Learn the coding style of Linux

Source: Internet
Author: User

For coding, each yard may have its own set of styles, many people may not care about the coding style at all, because the final compiler compiled by the target code will not be affected. But in the development of a large project, the most time-consuming cost is always the communication between the developers. Keeping your coding style consistent can greatly improve coding efficiency, make it easier for others to read your code, and make it easier for you to read other people's code.

In choosing the coding style, the individual prefers the coding style of Linux, so it is a deliberate summary:

1. Indent

The indentation style for Linux is to indent eight characters at a time with tabs (tab). The emphasis here is on the tab, not the use of a few spaces to replace. If the eight-character-length tab in Linux is too long, then we'd better change our code! It is best not to indent in code with four layers and more. In the switch...case ... Statement, switch has the same indentation as the case.

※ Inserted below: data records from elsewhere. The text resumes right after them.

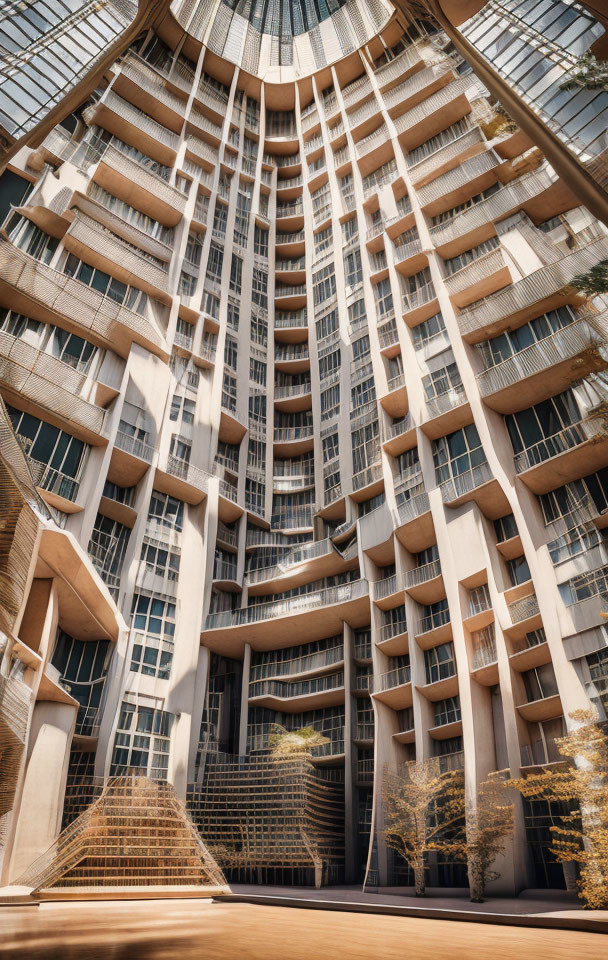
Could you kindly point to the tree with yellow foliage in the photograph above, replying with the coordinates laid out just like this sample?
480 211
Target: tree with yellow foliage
489 823
581 836
424 811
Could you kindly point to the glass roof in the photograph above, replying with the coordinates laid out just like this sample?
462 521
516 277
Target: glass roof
281 40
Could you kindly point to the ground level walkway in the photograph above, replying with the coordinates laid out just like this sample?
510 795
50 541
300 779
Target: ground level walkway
214 930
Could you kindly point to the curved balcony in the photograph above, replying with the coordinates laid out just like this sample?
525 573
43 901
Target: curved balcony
393 638
142 85
99 247
131 457
388 592
537 293
51 385
183 480
419 305
577 450
318 662
59 489
290 296
302 618
296 696
446 156
291 441
465 181
480 278
476 224
292 357
291 326
293 397
133 183
394 688
434 114
446 412
433 629
42 293
394 70
520 381
417 88
425 584
131 125
414 523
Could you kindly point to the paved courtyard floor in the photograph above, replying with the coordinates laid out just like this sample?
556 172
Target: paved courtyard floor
206 930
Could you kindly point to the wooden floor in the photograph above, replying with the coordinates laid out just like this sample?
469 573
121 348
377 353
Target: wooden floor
191 930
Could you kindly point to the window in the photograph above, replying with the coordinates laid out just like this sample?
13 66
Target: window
327 325
427 331
329 364
154 616
130 297
236 273
457 453
439 662
182 409
142 741
353 272
166 511
330 402
48 445
257 371
162 561
324 284
384 297
331 447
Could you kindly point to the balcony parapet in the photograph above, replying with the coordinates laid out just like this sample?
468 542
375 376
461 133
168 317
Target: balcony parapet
524 609
558 443
565 343
83 306
84 230
487 316
464 483
292 605
462 175
424 168
506 200
137 118
47 381
308 663
423 574
286 690
144 178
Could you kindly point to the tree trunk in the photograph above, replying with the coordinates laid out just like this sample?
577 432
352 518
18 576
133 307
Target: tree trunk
419 880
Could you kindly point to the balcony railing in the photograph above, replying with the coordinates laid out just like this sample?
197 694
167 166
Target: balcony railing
292 605
384 588
53 481
566 439
303 664
544 282
432 621
289 434
414 507
463 483
524 608
394 628
538 357
450 400
392 678
285 689
476 271
423 574
135 446
509 197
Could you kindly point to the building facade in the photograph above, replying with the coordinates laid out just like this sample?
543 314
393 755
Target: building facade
289 340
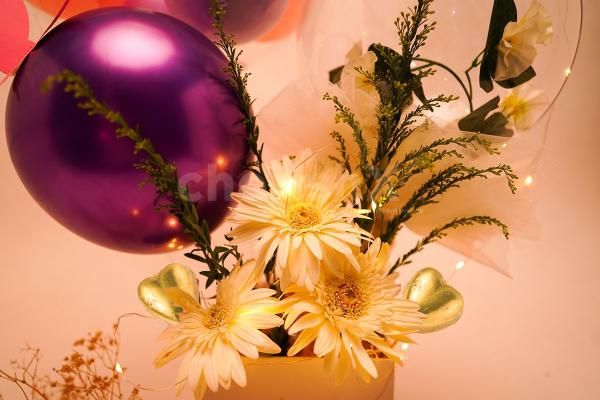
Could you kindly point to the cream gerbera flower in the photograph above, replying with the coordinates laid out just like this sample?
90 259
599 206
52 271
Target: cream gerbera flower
345 312
212 339
303 217
523 105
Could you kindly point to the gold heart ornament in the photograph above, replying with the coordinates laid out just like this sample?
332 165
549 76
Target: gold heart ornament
170 292
440 302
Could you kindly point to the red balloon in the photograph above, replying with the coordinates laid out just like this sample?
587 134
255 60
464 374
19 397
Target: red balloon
75 6
14 39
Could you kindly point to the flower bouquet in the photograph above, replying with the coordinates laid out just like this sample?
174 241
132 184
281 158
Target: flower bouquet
307 291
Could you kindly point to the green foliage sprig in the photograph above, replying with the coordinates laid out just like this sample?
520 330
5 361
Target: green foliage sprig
425 158
439 184
172 196
238 80
442 231
397 81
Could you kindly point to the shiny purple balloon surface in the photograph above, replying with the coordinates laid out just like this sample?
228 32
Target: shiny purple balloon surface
245 19
163 77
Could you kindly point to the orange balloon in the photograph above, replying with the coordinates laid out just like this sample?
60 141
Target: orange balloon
75 6
288 22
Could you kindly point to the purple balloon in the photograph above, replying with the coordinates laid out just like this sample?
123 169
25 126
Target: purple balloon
246 20
163 77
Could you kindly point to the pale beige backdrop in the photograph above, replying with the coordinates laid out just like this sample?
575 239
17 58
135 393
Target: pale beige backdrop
535 336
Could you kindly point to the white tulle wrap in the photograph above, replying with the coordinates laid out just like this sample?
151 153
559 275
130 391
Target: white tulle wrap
298 118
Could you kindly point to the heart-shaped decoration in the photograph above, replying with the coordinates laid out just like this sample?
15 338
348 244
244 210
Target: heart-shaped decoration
441 303
170 292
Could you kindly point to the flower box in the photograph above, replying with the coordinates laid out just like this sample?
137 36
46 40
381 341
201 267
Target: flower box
301 378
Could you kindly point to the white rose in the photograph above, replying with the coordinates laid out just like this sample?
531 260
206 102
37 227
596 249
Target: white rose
362 96
516 50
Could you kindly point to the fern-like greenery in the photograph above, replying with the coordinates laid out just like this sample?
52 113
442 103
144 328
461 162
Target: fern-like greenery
398 83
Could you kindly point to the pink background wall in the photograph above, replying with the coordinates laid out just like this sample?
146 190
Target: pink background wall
533 336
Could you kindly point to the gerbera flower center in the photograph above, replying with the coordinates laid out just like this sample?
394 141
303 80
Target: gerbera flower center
345 298
303 216
216 316
515 106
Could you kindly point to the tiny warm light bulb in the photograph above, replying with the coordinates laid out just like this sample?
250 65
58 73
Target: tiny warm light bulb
288 186
172 222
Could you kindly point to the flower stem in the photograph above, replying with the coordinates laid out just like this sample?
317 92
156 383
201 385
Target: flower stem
468 92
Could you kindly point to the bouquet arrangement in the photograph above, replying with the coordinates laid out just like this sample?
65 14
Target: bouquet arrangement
318 278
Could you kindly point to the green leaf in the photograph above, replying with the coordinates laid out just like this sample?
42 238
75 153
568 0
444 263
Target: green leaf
478 121
335 75
384 54
528 74
503 12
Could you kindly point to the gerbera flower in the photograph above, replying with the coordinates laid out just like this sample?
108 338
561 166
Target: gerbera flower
346 313
212 339
306 217
523 105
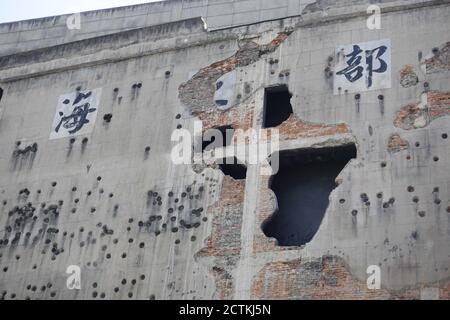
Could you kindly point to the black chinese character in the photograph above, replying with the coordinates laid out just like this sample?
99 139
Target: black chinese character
354 71
78 118
369 61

The default tab on Windows is 4 characters long, so you don't have to care about the length of a few characters, just use tabs each time you indent.

2. Brackets

The style of Linux is:

(1) for the left and right brackets of the function, the left and right brackets are a separate line:

int func () {    /*  ...   . */     }

(2) for the left and right brackets in the control statement, the opening parenthesis is immediately following the statement, with the statement on the same line, and the closing parenthesis a new line, as the first character of the line:

(x) {    /**/  }

If the next section is part of the same statement, then the closing parenthesis is not exclusive of one line:

(x) {    /**/  }else{    /*  */} or  {    /**/}  while (x);

If it is not a statement that is bound to parentheses, ignore it:

(x)    do_something (); Else     do_otherthing ();

 However, for conditional statements, if one branch is a line statement and the other statement is multiple lines, you need to be consistent, using curly braces:

(condition) {  do_this ();  Do_that ();    } Else {  do_something ();  }

3, Space

(1) After the keyword "if,switch,case,for,do,while" need to add the above grid

if (condition)

(2) Do not need to add a space after the keyword "sizeof,typedef,alignof,__attribute__":

sizeof (int);

(3) There is no need to add a space on either side of the expression in parentheses;

(4) Most of the two and ternary operators need to add a space on both sides, "= +-< > */% | & ^ <= >= = = =? :”;

(5) No spaces after unary operators, "& * +-~! sizeof typedef alignof __ATTRIBUTE__ ";

(6) No spaces are required after the prefix-increment-decrement operator and the suffix-increment-decrement operator, "+ +-";

(7) No spaces are required on either side of the struct member operator, ". ";

4. Naming specification

Mixed uppercase and lowercase characters are not allowed in the name of Linux. A local variable should be as clear as possible about its purpose; global variables and functions should choose a name that contains descriptive content.

5. Functions

The code level of the function should not exceed two screens, and local variables should not exceed 10. A large function should be divided into a combination of shorter functions, each of which should be functionally single and precise. If you are concerned about the overhead of function calls, you can declare small functions as inline.

If the name of the function is an action or imperative statement, it should be returned in the form of an error code (typically 0 means success, negative numbers in-exxx form are incorrect), such as: do_something ()

If the name of the function is a judgment statement, the return value should resemble a Boolean value (1 for Success, 0 for failure), such as: Something_is_exist ()

6, macro

Multiple lines of macro definitions are encapsulated with "do...while", such as:

#define  Do {     (a > b)         do_something (c);}  while (0)


Comments should describe what the code does and why it should be done, rather than describing exactly how it should be implemented. How the implementation should be presented through the code itself. Do not write any meaningless content such as the author, date, etc. in the comments, which should be focused on where the file is at the very beginning. In Linux, use the C89 annotation style "/* ... * *", do not use the C99 "//.... ”

/* * Get_foo ()-Return the current value of Foo * We need this to calculate the bar ratio. This can sleep, * so does not call while holding a lock  */int  Get_foo () {  ...    return foo;  }

Only in special cases will the comment be in the function. For example, declaring a bug or an important hypothesis. In the comments, the important information begins with "XXXX:".

  Coding is an art. We code is not only code, but also a kind of feelings.